I've done a fair amount with vanilla javascript and jquery. I'm trying to write an app now that uses some form of closures to privatize methods so that everything isn't just out in the public namespace.
I turned to the Module Pattern, because it seemed to be the solution to my problems, however I can't quite wrap my head around it. When you use this pattern to add methods onto the main app, can all of the modules use all of the methods from other modules too?
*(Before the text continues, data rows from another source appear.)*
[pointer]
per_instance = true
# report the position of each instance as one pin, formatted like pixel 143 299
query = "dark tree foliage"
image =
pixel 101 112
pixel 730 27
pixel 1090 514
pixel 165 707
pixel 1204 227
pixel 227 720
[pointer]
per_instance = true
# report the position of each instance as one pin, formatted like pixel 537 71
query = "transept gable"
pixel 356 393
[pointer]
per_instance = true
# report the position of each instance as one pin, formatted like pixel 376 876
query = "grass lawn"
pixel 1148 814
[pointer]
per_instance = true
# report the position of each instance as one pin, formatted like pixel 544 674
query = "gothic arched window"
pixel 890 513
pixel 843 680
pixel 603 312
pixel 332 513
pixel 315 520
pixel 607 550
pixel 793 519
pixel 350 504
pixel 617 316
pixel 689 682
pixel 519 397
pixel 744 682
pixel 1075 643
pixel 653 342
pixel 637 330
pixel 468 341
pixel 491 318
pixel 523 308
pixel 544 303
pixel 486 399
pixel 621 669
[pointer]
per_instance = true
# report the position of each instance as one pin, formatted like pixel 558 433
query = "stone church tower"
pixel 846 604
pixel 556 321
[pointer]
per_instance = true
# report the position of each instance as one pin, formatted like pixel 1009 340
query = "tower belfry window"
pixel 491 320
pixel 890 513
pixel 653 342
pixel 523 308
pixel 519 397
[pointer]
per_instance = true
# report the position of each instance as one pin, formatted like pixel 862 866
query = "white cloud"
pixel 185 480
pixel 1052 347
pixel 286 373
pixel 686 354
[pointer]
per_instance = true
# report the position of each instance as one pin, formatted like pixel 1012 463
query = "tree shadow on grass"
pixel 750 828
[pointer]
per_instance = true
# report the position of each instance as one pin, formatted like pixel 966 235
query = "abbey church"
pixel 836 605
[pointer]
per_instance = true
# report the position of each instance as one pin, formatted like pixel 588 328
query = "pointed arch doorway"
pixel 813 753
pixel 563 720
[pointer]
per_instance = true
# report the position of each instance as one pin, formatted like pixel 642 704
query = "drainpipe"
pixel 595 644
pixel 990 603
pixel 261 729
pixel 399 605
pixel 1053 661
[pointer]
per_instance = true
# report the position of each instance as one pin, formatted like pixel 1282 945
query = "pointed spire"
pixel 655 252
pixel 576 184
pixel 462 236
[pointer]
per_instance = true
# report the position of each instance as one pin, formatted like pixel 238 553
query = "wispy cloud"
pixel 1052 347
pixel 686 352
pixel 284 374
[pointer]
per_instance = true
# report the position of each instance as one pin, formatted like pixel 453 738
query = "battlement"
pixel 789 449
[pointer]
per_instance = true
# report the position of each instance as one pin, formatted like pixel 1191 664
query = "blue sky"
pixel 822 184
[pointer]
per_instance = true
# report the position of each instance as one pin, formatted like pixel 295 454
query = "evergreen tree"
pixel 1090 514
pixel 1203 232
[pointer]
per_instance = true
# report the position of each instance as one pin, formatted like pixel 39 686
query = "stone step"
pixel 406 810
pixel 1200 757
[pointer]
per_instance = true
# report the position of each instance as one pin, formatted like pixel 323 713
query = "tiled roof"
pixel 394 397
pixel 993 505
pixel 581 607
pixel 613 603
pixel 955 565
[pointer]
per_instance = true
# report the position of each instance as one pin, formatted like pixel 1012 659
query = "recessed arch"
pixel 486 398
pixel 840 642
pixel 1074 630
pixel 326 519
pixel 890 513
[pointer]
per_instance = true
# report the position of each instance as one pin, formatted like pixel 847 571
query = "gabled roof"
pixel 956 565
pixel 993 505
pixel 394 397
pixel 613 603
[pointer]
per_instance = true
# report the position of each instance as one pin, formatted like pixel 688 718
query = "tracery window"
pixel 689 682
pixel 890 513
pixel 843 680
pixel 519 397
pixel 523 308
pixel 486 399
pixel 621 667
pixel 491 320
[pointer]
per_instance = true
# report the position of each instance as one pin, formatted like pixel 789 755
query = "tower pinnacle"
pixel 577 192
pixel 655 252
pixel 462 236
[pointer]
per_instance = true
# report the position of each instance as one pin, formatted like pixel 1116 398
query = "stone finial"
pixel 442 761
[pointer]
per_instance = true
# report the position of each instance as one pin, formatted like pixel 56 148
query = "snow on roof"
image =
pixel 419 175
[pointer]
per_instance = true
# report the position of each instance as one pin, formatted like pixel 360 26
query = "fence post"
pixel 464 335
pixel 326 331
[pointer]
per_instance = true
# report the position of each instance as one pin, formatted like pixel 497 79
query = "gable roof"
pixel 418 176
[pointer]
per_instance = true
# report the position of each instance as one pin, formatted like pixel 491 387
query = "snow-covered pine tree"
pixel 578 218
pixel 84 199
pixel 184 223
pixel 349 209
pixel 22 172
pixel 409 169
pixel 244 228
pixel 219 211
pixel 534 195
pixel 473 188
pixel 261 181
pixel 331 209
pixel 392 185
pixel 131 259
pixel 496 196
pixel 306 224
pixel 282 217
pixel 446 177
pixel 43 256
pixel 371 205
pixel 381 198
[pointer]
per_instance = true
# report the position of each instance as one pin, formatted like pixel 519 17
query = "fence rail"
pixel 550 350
Because, it seems like that is not the case.
var MODULE = (function () {
var my = {},
privateVariable = 1;
function privateMethod() {
// ...
}
my.moduleProperty = 1;
my.moduleMethod = function () {
console.log("Method 1!");
};
my.anotherMethod(); //This doesn't work. anotherMethod() not defined
return my;
}());
var MODULETWO = (function (my) {
my.anotherMethod = function () {
console.log("Method 2!");
};
my.moduleMethod();
my.anotherMethod();
return my;
}(MODULETWO));
For some reason I would expect the commented method to work. Can we make that work? I envision having an app.js with the meat of an app, with other separate js files that have utility functions to help that app, but in a lot of cases I envision those utility classes needing access to the main app's scope. I can't seem to get that...
Thoughts?
Someone I talked to pointed me to Browserify.js, but I don't know if that solves my requirement of having everything inaccessible via closures. It seems just like a bundling app.